VP Corporate Communication PT KCI Anne Purba mengatakan, penumpukan penumpang di Stasiun Bogor, Senin pagi karena masih banyak perusahaan yang belum menerapkan kerja dari rumah (work from home) bagi karyawan. Menurutnya, PT KCI telah berupaya memenuhi intruksi penerapan pembatasan sosial berskala besar (PSBB) demi mencegah penyebaran virus corona.
"Kami sebagai operator sudah memenuhi sesuai dengan instruksi PSBB yang dibuat. Kita lihat sendiri, masih banyak masyarakat yang hendak bekerja," ujarnya saat dihubungi iNews.id, Senin (13/4/2020) pagi.
Namun, menurutnya, penumpukan hanya terjadi di Stasiun Bogor saja. "Numpuknya di pemberangkatan awal saja," katanya.
Anne berharap pemberlakuan PSBB diimbangi dengan pengawasan dari masing-masing pemerintah daerah (pemda). Pengawasan tersebut merujuk pada mobilitas warga.
Antrean panjang terjadi di Stasiun Bogor, Jawa Barat (Jabar) Senin (13/4/2020) pagi. Antrean dipicu pemeriksaan suhu tubuh dan pembatasan penumpang di setiap rangkaian kereta.
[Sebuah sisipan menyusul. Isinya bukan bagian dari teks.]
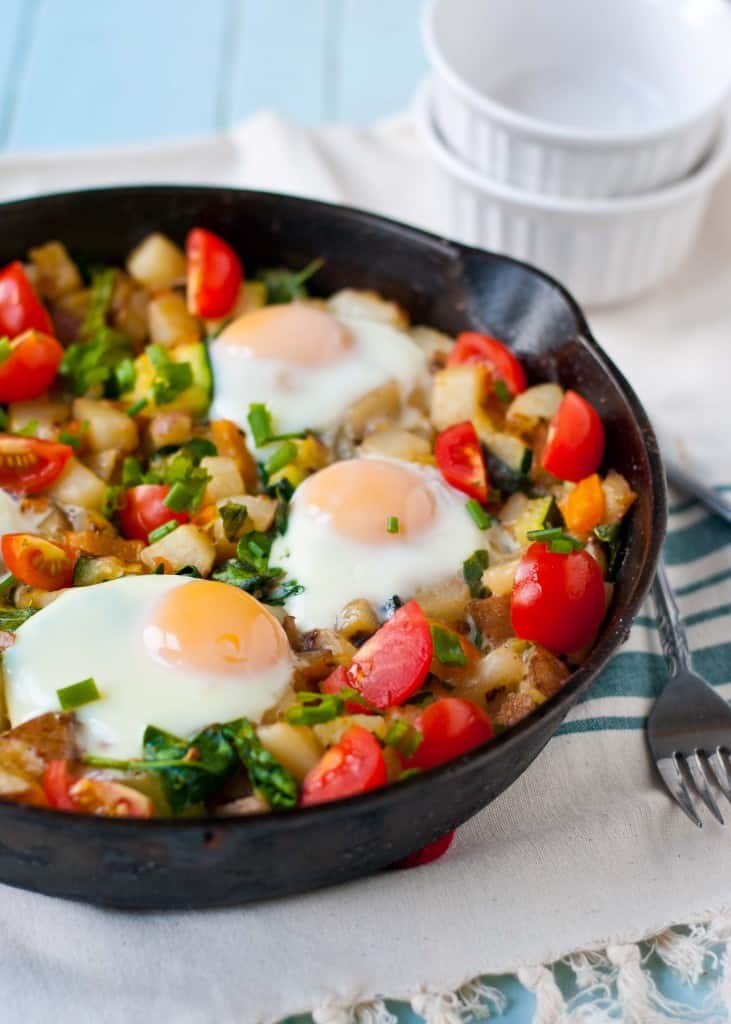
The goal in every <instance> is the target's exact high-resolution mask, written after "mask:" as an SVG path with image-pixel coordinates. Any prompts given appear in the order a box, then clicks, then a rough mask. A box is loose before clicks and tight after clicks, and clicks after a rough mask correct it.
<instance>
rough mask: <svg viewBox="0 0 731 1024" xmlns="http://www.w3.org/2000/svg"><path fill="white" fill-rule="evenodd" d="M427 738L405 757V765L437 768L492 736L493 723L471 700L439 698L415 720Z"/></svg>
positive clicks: (449, 697)
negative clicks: (410, 756) (410, 757)
mask: <svg viewBox="0 0 731 1024" xmlns="http://www.w3.org/2000/svg"><path fill="white" fill-rule="evenodd" d="M414 726H415V728H417V729H419V731H420V732H421V734H422V736H423V737H424V739H423V740H422V742H421V743H420V744H419V746H418V748H417V751H416V753H415V754H414V756H413V757H411V758H406V759H404V761H403V763H404V765H405V767H406V768H421V769H422V771H425V770H426V769H427V768H435V767H436V766H437V765H442V764H444V763H445V762H446V761H453V760H454V759H455V758H459V757H460V756H461V755H462V754H466V753H467V752H468V751H471V750H472V748H473V746H479V745H480V743H485V742H486V741H487V740H488V739H491V738H492V735H493V730H492V723H491V722H490V720H489V718H488V717H487V715H486V714H485V713H484V712H483V711H482V709H481V708H478V707H477V705H476V703H473V702H472V701H471V700H464V699H463V698H462V697H440V698H439V699H438V700H435V701H434V702H433V703H430V705H429V706H428V707H427V708H425V709H424V711H423V712H422V713H421V714H420V715H418V716H417V718H416V720H415V722H414Z"/></svg>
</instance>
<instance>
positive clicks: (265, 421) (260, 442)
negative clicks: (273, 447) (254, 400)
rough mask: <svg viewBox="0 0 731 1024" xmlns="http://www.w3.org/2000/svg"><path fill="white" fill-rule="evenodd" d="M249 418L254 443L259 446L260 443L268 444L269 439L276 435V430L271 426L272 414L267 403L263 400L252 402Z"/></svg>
mask: <svg viewBox="0 0 731 1024" xmlns="http://www.w3.org/2000/svg"><path fill="white" fill-rule="evenodd" d="M247 420H248V421H249V427H250V428H251V432H252V436H253V437H254V443H255V444H256V445H257V447H258V446H259V445H260V444H266V443H267V441H270V440H271V438H272V437H273V435H274V431H273V428H272V426H271V416H270V415H269V410H268V409H267V408H266V406H265V404H263V402H260V401H254V402H252V404H251V406H250V407H249V415H248V416H247Z"/></svg>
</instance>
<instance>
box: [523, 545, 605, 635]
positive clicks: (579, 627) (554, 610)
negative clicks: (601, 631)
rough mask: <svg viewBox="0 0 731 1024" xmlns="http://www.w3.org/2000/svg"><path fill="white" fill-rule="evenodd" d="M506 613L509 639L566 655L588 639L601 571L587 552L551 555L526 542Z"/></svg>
mask: <svg viewBox="0 0 731 1024" xmlns="http://www.w3.org/2000/svg"><path fill="white" fill-rule="evenodd" d="M510 615H511V621H512V623H513V629H514V630H515V635H516V636H518V637H521V639H523V640H532V641H533V642H534V643H540V644H543V646H544V647H548V649H549V650H552V651H553V652H554V653H555V654H570V653H572V652H573V651H576V650H580V649H582V648H583V647H586V646H587V644H590V643H591V642H592V640H593V639H594V637H595V635H596V632H597V630H598V629H599V626H600V625H601V621H602V618H603V617H604V579H603V577H602V570H601V569H600V567H599V565H598V564H597V562H596V561H595V559H594V558H592V556H591V555H590V554H589V552H587V551H572V552H570V553H569V554H567V555H563V554H554V553H553V552H552V551H550V550H549V548H548V545H546V544H540V543H536V544H531V545H530V547H529V548H528V549H527V551H526V552H525V553H524V554H523V557H522V558H521V559H520V562H519V563H518V570H517V572H516V573H515V582H514V584H513V595H512V598H511V604H510Z"/></svg>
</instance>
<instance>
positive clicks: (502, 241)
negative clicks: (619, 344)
mask: <svg viewBox="0 0 731 1024" xmlns="http://www.w3.org/2000/svg"><path fill="white" fill-rule="evenodd" d="M423 31H424V40H425V45H426V49H427V54H428V57H429V60H430V63H431V67H432V74H431V77H430V79H429V82H428V83H427V84H426V85H425V86H424V87H423V89H422V91H421V93H420V95H419V97H418V118H419V122H420V127H421V131H422V133H423V135H424V138H425V140H426V142H427V144H428V146H429V148H430V152H431V153H432V155H433V157H434V158H435V160H436V161H437V163H438V164H439V165H440V166H441V167H442V169H443V171H444V172H445V175H444V180H445V182H446V186H447V194H448V202H449V205H450V214H451V223H453V225H454V230H455V233H456V234H457V236H458V237H460V238H461V239H462V240H463V241H465V242H468V243H470V244H472V245H476V246H480V247H482V248H486V249H492V250H496V251H499V252H503V253H506V254H507V255H509V256H513V257H515V258H516V259H521V260H525V261H526V262H528V263H533V264H535V265H536V266H539V267H541V268H542V269H544V270H546V271H547V272H548V273H551V274H553V275H554V276H555V278H557V279H558V280H560V281H561V282H562V283H563V284H564V285H565V286H566V287H567V288H568V289H569V290H570V291H572V292H573V294H574V295H575V296H576V298H577V299H578V300H579V301H580V302H584V303H586V304H589V305H606V304H609V303H612V302H618V301H620V300H625V299H629V298H632V297H634V296H636V295H639V294H640V293H642V292H644V291H646V290H648V289H649V288H651V287H653V286H654V285H656V284H657V283H659V282H660V281H662V280H664V279H665V278H668V276H669V275H670V274H672V273H673V272H674V271H675V270H677V269H678V268H679V267H680V265H681V264H682V263H683V261H684V260H685V258H686V257H687V255H688V253H689V251H690V250H691V248H692V245H693V242H694V240H695V237H696V234H697V231H698V228H699V226H700V222H701V219H702V216H703V213H704V211H705V209H706V206H707V203H708V200H709V197H711V193H712V190H713V188H714V185H715V184H716V182H717V181H718V180H719V178H720V177H721V175H722V173H723V172H724V170H726V169H727V167H728V166H729V155H730V153H731V131H730V129H729V124H728V119H727V117H726V114H727V111H728V102H729V93H730V91H731V3H729V2H728V0H428V3H427V5H426V7H425V10H424V18H423Z"/></svg>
Salah satu penumpang KRL Ripto mengatakan, antrean panjang mengular sejak sebelum masuk gate. Antrean terjadi karena para penumpang diwajibkan menjalani pemeriksaan suhu tubuh.
"Terjadi antrean panjang sebelum masuk gate karena adanya pemeriksaan suhu tubuh," ujarnya.
Setelah berhasil melewati gate, antrean panjang kembali terjadi di peron sebelum menaiki KRL. Antrean itu karena KRL membatasi penumpang dalam setiap rangkaian kereta.